The JVP-NPP government’s efforts to increase the retirement ages of the judges of the Supreme Court (SC) and the Court of Appeal (CA) has triggered an avalanche of criticism. The Judicial Service Association of Sri Lanka (JSASL), which represents all District Court judges and Magistrates in the country, has also opposed the government move. It has written to President Anura Kumara Dissanayake, informing him of its decision. However, the government remains unresponsive.

Ironically, the JVP affronted elderly politicians and officials in previous administrations, claiming that they were past their productive years and therefore had to be put out to pasture. But no sooner had it formed a government in 2024 than it brought two former police officers, Ravi Seneviratne and Shani Abeysekera, out of retirement and elevated them as the Secretary to the Ministry of Public Security and the Director of the CID, respectively, because they were members of the NPP’s Retired Police Collective. Its action compromised the integrity of the CID and the Ministry of Public Security. Now, it is trying to extend the retirement ages of some members of the judiciary selectively.

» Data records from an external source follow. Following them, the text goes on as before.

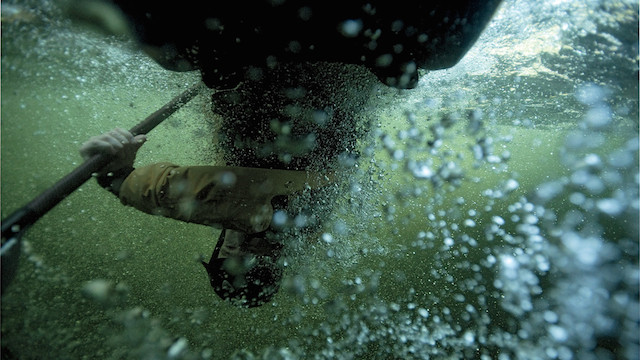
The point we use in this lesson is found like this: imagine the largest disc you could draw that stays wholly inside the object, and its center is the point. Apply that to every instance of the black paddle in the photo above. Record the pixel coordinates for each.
(14, 225)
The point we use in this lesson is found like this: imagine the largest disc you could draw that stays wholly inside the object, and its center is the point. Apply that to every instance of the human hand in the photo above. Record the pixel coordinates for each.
(118, 143)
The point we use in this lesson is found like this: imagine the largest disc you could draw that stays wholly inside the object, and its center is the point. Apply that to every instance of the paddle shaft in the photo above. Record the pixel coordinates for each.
(19, 220)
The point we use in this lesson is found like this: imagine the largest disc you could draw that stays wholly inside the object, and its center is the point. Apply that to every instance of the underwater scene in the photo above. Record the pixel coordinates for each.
(491, 212)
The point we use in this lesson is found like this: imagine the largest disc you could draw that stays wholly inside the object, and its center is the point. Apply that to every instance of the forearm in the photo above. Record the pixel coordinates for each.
(113, 181)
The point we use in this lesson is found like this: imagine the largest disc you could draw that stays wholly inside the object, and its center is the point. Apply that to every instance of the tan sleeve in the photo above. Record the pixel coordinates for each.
(230, 197)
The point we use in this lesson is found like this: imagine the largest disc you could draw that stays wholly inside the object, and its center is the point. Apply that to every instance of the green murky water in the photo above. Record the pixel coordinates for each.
(524, 246)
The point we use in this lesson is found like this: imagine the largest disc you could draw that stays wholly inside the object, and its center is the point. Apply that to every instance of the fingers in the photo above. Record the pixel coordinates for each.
(112, 143)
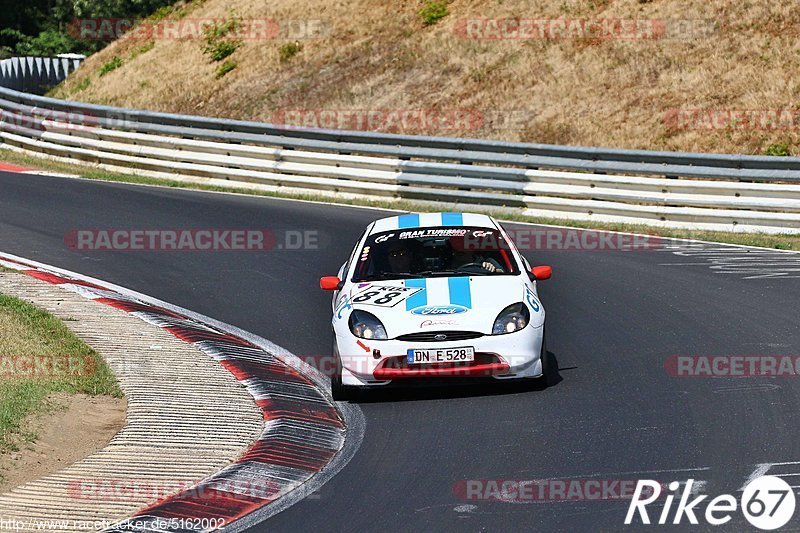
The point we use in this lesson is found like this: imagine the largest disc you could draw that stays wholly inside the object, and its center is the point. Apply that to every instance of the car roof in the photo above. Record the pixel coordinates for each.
(431, 220)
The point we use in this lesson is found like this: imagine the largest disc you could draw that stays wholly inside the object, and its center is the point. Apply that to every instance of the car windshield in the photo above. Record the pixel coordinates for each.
(434, 252)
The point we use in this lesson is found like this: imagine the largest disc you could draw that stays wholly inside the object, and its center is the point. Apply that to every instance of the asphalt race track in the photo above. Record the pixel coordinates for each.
(613, 319)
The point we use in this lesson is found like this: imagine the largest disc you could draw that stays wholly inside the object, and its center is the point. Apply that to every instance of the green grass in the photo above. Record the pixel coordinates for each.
(29, 334)
(780, 241)
(113, 64)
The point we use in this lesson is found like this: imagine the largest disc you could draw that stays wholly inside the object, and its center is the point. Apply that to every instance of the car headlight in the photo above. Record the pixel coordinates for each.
(367, 326)
(512, 318)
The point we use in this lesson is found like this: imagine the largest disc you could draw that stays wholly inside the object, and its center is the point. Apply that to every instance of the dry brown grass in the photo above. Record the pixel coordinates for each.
(379, 55)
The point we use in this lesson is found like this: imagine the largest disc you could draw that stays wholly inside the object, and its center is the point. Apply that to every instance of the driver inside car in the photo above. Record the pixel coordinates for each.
(462, 258)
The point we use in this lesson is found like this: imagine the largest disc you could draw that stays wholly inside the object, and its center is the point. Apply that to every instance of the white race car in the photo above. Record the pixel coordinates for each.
(435, 295)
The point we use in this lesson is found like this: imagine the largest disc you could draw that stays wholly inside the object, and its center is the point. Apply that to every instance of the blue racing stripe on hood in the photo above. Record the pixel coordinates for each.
(460, 293)
(408, 221)
(452, 219)
(421, 298)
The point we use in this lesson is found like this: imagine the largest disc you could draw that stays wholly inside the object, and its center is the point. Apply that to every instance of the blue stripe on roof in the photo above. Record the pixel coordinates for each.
(421, 298)
(408, 221)
(460, 293)
(452, 219)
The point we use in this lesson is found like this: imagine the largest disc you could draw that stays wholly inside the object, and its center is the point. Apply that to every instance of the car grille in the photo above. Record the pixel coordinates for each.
(430, 336)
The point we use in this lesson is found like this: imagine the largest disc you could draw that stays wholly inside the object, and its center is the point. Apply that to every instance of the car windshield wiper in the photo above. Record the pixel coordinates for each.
(427, 273)
(389, 275)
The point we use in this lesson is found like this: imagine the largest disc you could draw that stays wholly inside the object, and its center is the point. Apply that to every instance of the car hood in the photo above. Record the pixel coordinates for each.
(444, 304)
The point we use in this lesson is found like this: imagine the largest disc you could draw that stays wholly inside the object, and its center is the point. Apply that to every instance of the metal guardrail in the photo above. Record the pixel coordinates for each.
(736, 192)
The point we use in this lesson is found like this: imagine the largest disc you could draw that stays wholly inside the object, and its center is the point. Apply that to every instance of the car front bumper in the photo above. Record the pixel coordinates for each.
(376, 363)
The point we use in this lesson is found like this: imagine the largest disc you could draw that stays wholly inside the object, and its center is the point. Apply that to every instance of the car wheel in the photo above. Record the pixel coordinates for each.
(339, 392)
(546, 379)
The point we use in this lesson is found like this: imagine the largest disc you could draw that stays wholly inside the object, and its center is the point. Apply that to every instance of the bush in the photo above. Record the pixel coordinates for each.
(433, 11)
(48, 43)
(779, 150)
(289, 50)
(222, 49)
(225, 67)
(113, 64)
(217, 46)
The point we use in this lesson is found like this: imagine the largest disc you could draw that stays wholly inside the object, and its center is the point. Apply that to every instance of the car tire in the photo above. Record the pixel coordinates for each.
(546, 379)
(339, 392)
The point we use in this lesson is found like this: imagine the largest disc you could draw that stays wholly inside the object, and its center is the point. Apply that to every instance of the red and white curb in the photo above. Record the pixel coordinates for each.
(306, 440)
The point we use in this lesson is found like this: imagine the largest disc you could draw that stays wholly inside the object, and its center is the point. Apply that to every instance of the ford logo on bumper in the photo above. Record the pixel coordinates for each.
(434, 310)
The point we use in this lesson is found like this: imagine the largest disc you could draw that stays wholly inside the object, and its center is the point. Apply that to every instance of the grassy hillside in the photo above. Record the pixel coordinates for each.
(378, 55)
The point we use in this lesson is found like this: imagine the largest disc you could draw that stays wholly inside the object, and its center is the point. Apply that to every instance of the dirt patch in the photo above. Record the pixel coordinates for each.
(73, 427)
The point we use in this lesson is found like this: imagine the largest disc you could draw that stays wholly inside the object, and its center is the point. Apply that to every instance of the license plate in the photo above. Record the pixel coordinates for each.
(441, 355)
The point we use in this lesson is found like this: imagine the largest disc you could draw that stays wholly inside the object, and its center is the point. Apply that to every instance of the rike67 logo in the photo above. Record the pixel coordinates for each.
(767, 502)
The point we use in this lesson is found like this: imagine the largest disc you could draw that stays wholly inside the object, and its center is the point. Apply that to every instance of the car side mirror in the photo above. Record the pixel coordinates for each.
(542, 272)
(330, 283)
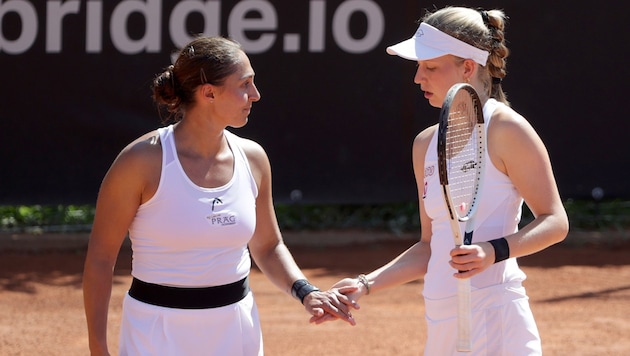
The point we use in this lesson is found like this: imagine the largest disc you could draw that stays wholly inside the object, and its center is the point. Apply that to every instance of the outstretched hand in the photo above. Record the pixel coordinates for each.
(348, 291)
(331, 304)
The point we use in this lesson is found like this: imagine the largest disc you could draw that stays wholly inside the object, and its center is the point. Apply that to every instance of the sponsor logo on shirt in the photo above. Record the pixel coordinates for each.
(219, 218)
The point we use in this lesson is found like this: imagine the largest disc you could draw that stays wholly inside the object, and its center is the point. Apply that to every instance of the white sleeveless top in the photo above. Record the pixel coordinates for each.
(191, 236)
(498, 214)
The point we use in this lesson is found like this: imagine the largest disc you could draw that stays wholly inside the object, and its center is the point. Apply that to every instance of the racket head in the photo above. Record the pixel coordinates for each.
(461, 150)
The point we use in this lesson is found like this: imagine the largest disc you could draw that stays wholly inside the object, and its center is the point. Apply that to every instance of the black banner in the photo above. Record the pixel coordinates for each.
(337, 115)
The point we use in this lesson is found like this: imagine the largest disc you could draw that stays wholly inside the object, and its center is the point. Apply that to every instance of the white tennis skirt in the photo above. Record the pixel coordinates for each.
(232, 330)
(503, 324)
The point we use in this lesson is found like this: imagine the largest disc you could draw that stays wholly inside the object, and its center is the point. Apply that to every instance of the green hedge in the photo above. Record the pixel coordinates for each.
(395, 217)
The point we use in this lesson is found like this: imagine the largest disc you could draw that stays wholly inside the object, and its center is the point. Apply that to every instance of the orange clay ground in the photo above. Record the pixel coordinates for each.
(580, 295)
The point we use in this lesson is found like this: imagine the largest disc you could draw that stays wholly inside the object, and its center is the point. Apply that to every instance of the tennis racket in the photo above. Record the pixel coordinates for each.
(461, 155)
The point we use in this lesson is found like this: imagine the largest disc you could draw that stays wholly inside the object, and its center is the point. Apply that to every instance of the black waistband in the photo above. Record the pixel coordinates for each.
(189, 298)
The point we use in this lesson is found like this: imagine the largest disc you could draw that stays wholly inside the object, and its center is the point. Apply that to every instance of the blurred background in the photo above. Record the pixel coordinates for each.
(337, 116)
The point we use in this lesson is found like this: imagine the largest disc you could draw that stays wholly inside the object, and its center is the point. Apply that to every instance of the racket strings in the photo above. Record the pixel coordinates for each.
(462, 155)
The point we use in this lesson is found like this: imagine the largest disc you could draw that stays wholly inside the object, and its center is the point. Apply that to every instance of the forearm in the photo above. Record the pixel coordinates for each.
(542, 232)
(408, 266)
(97, 288)
(279, 266)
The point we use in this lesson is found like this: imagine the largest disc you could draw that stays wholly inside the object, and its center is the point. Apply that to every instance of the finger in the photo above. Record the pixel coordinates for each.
(342, 312)
(322, 319)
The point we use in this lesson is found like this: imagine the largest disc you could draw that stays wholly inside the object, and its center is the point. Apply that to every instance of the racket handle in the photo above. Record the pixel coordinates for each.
(464, 316)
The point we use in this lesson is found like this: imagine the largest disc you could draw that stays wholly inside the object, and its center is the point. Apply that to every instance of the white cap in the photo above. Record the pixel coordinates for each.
(428, 42)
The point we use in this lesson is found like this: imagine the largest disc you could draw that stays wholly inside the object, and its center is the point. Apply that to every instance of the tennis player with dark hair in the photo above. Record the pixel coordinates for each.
(463, 45)
(196, 202)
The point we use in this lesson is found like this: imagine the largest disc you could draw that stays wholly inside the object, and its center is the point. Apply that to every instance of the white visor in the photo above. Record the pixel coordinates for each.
(429, 43)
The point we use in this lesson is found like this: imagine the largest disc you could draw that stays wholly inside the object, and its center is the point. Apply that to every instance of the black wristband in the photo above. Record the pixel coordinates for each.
(301, 288)
(501, 249)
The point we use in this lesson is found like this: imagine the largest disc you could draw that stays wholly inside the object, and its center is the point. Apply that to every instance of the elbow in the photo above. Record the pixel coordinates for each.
(561, 228)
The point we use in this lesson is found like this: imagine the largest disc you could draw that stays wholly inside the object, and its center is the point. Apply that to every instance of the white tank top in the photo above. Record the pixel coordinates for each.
(187, 235)
(498, 214)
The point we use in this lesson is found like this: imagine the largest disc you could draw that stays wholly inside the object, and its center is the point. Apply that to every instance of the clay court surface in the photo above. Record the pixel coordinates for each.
(580, 295)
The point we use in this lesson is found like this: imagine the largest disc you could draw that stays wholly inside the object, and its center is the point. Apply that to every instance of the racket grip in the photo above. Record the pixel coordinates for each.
(464, 316)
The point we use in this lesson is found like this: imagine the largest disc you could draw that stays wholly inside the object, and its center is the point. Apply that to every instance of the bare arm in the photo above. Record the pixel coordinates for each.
(516, 149)
(120, 195)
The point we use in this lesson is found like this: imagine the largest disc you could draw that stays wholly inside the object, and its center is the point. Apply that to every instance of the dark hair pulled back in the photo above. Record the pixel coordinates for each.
(205, 60)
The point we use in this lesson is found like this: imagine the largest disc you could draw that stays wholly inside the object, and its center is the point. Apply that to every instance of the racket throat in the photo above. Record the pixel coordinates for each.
(468, 237)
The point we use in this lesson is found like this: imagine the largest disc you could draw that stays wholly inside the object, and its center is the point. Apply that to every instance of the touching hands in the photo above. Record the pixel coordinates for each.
(331, 305)
(347, 290)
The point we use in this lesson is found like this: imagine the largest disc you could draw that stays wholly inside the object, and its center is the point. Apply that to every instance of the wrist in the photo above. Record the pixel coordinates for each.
(501, 249)
(364, 282)
(301, 288)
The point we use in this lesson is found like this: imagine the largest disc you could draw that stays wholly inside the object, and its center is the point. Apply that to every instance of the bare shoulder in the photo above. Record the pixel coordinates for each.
(253, 150)
(506, 121)
(257, 158)
(143, 155)
(422, 140)
(147, 146)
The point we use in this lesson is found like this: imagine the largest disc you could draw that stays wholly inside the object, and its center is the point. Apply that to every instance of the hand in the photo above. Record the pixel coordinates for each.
(352, 290)
(331, 305)
(471, 260)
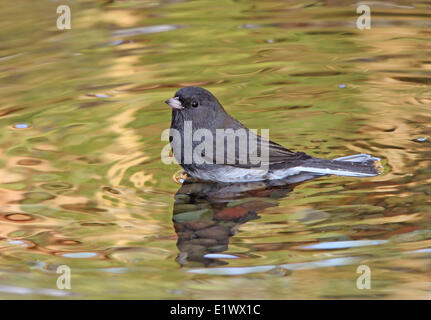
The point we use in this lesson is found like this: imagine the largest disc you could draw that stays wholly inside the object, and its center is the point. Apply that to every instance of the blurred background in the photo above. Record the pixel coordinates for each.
(82, 183)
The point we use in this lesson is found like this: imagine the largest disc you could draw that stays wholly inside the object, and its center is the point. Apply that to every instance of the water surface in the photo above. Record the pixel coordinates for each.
(82, 184)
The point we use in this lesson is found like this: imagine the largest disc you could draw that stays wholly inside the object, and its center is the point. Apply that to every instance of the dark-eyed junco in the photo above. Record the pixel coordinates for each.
(211, 145)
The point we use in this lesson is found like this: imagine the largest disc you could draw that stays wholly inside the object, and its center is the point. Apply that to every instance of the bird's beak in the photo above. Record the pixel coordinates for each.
(175, 103)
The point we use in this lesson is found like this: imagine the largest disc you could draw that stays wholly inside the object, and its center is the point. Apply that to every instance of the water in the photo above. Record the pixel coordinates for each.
(82, 183)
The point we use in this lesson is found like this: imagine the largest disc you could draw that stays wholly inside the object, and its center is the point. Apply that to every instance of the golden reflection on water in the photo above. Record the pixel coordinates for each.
(82, 184)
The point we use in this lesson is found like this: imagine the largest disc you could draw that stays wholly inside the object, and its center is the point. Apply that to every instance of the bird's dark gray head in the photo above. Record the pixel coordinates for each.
(195, 104)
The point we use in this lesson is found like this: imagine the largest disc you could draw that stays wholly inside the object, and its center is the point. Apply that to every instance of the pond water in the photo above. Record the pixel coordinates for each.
(82, 183)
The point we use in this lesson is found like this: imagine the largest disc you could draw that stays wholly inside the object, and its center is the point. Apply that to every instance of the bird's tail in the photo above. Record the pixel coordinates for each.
(358, 165)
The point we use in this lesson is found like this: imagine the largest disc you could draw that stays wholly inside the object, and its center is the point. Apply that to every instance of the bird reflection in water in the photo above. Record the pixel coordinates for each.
(206, 214)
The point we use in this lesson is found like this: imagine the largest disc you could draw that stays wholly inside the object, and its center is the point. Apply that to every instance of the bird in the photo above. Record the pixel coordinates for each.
(199, 122)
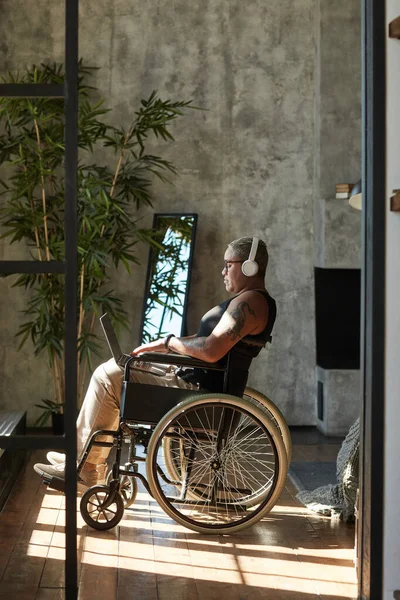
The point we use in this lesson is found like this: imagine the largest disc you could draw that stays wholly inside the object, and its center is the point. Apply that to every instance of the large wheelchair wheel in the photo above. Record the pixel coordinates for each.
(229, 459)
(172, 455)
(273, 412)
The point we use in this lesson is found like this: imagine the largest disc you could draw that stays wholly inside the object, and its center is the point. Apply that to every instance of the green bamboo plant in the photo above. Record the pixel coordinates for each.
(109, 195)
(167, 283)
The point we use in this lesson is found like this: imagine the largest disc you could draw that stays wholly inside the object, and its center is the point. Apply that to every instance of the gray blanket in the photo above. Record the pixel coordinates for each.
(339, 500)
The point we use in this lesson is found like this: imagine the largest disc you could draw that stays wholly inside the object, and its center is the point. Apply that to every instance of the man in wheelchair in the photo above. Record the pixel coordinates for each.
(240, 326)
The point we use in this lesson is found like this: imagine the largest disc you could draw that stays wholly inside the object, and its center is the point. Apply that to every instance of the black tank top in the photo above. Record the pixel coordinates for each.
(240, 355)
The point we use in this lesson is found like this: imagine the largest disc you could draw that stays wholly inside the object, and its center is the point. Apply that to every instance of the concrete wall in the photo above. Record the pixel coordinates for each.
(391, 511)
(247, 164)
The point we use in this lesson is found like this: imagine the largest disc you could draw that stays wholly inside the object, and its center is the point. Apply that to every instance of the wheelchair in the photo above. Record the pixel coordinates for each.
(214, 462)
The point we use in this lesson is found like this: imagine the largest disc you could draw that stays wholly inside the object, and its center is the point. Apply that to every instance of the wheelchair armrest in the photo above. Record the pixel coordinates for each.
(180, 360)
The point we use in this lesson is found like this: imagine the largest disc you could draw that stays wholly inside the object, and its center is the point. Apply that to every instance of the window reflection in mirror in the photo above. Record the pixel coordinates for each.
(168, 277)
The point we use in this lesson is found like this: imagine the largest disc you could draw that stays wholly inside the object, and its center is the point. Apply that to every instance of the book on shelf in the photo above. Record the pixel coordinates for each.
(344, 187)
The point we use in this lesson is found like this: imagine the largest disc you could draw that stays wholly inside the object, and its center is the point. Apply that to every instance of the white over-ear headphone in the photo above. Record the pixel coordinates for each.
(250, 267)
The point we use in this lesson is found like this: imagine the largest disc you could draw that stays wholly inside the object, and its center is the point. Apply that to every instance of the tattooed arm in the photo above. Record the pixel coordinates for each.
(247, 313)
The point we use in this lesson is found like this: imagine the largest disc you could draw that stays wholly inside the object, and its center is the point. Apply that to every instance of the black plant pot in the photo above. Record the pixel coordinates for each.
(57, 422)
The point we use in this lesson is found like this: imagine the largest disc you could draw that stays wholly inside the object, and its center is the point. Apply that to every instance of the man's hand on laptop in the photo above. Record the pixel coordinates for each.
(156, 346)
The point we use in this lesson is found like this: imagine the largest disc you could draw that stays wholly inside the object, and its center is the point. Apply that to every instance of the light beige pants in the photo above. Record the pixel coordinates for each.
(100, 408)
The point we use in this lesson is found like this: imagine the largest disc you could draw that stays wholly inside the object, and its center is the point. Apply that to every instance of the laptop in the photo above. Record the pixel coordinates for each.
(120, 358)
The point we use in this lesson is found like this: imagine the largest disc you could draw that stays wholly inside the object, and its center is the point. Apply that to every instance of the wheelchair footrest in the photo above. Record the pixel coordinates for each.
(55, 483)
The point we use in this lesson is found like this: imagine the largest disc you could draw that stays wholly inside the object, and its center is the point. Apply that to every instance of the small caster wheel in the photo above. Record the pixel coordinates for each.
(127, 488)
(95, 509)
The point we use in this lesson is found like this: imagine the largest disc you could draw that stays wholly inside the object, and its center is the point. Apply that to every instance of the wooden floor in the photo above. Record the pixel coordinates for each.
(291, 554)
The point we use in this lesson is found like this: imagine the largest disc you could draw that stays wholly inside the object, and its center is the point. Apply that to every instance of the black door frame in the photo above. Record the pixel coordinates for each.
(370, 528)
(373, 296)
(67, 442)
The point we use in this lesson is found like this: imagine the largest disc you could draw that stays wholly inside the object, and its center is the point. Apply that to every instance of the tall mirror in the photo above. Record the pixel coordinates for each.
(168, 276)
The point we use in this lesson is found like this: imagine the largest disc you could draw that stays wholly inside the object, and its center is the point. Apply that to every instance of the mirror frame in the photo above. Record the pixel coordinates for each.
(157, 216)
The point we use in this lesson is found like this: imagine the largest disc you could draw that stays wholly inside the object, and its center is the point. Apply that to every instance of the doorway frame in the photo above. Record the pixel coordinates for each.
(370, 524)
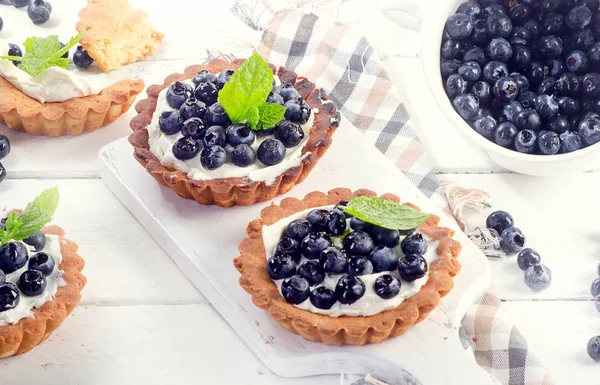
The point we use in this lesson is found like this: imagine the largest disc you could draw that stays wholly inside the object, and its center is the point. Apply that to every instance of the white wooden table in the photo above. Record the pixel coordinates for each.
(141, 322)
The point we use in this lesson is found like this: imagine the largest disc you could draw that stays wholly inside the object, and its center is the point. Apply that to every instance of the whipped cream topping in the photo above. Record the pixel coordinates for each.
(370, 303)
(161, 146)
(55, 84)
(55, 280)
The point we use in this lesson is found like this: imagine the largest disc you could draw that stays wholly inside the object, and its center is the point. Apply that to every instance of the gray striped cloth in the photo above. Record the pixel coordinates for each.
(306, 37)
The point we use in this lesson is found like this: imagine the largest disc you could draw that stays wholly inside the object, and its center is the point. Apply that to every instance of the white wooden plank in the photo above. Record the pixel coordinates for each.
(123, 263)
(559, 220)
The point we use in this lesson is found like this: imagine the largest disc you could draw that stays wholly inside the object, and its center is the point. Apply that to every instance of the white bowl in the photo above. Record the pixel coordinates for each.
(434, 18)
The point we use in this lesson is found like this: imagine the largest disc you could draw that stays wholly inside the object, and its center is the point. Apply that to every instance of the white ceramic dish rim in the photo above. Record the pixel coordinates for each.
(431, 39)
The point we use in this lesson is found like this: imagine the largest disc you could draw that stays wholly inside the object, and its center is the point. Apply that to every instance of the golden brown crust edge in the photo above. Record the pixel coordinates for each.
(234, 191)
(29, 332)
(343, 330)
(71, 117)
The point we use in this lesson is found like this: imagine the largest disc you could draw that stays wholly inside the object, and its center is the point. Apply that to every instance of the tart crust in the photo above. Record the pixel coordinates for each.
(29, 332)
(343, 330)
(235, 191)
(71, 117)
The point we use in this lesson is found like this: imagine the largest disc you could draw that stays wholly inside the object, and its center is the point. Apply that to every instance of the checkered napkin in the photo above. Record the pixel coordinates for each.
(307, 37)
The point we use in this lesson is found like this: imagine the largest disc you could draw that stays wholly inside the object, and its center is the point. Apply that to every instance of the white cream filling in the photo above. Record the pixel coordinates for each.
(370, 303)
(55, 280)
(55, 84)
(162, 147)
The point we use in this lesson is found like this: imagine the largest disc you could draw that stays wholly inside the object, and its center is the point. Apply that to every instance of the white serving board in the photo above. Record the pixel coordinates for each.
(202, 240)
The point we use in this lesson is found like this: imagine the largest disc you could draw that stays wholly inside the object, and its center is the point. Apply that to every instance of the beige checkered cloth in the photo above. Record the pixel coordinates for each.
(306, 37)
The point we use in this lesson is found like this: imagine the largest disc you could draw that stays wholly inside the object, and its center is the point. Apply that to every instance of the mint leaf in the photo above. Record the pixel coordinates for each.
(248, 87)
(384, 213)
(270, 115)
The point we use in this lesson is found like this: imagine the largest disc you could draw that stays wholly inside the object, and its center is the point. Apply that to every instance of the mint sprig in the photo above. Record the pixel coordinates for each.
(35, 216)
(42, 53)
(384, 213)
(244, 96)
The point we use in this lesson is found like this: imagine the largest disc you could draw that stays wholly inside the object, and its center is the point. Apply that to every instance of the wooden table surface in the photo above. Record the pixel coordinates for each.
(141, 322)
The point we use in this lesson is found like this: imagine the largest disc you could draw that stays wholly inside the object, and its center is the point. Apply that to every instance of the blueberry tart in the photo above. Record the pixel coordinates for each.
(40, 281)
(382, 273)
(232, 133)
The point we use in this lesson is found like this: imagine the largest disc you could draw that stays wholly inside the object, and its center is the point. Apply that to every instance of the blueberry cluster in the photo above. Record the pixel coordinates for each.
(32, 282)
(526, 75)
(537, 276)
(307, 254)
(4, 151)
(38, 11)
(208, 131)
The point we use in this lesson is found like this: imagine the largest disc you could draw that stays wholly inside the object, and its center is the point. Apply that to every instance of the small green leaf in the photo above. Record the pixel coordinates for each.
(249, 86)
(384, 213)
(270, 115)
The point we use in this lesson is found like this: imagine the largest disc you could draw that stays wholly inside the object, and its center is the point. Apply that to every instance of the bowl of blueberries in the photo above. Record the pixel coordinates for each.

Several leading lawyers’ associations, both local and foreign, prominent political leaders and legal luminaries have unequivocally taken exception to the government’s proposed plan to amend the Constitution to extend the tenure of the SC and CA judges. The Bar Association of Sri Lanka (BASL) is leading the campaign against the government plan at issue. Its arguments are cogent. The Colombo Law Society has also asked President Dissanayake not to proceed with the proposed constitutional amendment and warned that such a move could undermine public confidence in the judiciary. The Colombo High Court Lawyers’ Association has also called upon the government to abandon its controversial plan which, if implemented, will undermine judicial independence, disrupt career progression within the judicial service, and erode public confidence in the judiciary. The opponents of the government’s questionable move also include LAWASIA (the Law Association for Asia and the Pacific), which consists of regional association of lawyers, judges, jurists, legal academics and legal organisations in the Asia-Pacific region, and the Commonwealth Lawyers’ Association, which promotes the rule of law, an independent legal profession, access to justice, human rights and high standards of legal ethics.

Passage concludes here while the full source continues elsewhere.